Düzensiz ve kaçak göçmen cenneti!


Türkiye’de resmi rakamlarla göçmen sayısı ne kadar? İşte resmi açıklamalara göre, Suriyeli göçmen sayısı:

- 23 Eylül 2021 itibarıyla, 3 milyon 713 bin 344!

Diğer ülkelerden gelen göçmen ya da sığınmacı sayısı nedir peki:

-Resmi rakamlara göre 320 bin!

Halbuki, iddialar bu rakamların çok çok üzerinde; öyle ki açıklanan resmi rakamların iki katından bile çok daha yukarıda! Türkiye’deki Suriyeli sayısının 5.5-6 milyon düzeyinde olduğu, diğer sığınmacılarla birlikte toplamın ise 10 milyon civarında olduğu çeşitli çevrelerce dile getiriliyor!..

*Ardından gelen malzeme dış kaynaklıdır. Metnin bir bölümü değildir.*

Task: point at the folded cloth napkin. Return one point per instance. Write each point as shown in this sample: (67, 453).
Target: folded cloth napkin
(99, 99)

Resmi rakamları doğru kabul etsek bile, Türkiye’nin bir kaçak göçmen ve sığınmacı cenneti olduğu, dünyanın kırmızı bültenle aranan mafya liderlerinin bile ülkemizi “güvenli liman” olarak tercih ettiği, aralarındaki kanlı hesaplaşmalarını bile İstanbul’un göbeğinde yaptıkları, Suriyelisinin, Afganının, Nijeryalısının, Sudanlısının birbirlerini kaçırdığı, fidye istediği, öldürdüğü adeta “Teksas” misali bir ülkede yaşadığımıza her Tanrı’nın günü gazetelerde, Tv’lerde tanık oluyoruz.

İşte, “ayakkabı numarasına kadar bildiğimiz” teröristler böyle “bereketli” bir ortam bulabildikleri için sınırlarımızdan girip, bin km’lik yolu aşıp istedikleri haltı yiyebiliyor, yabancı mafya liderleri ülkeyi uyuşturucu cennetine çevirebiliyorlar!

-Oy uğruna demografik yapımızın nasıl tarumar edildiği ise ayrı bir yazı konusu!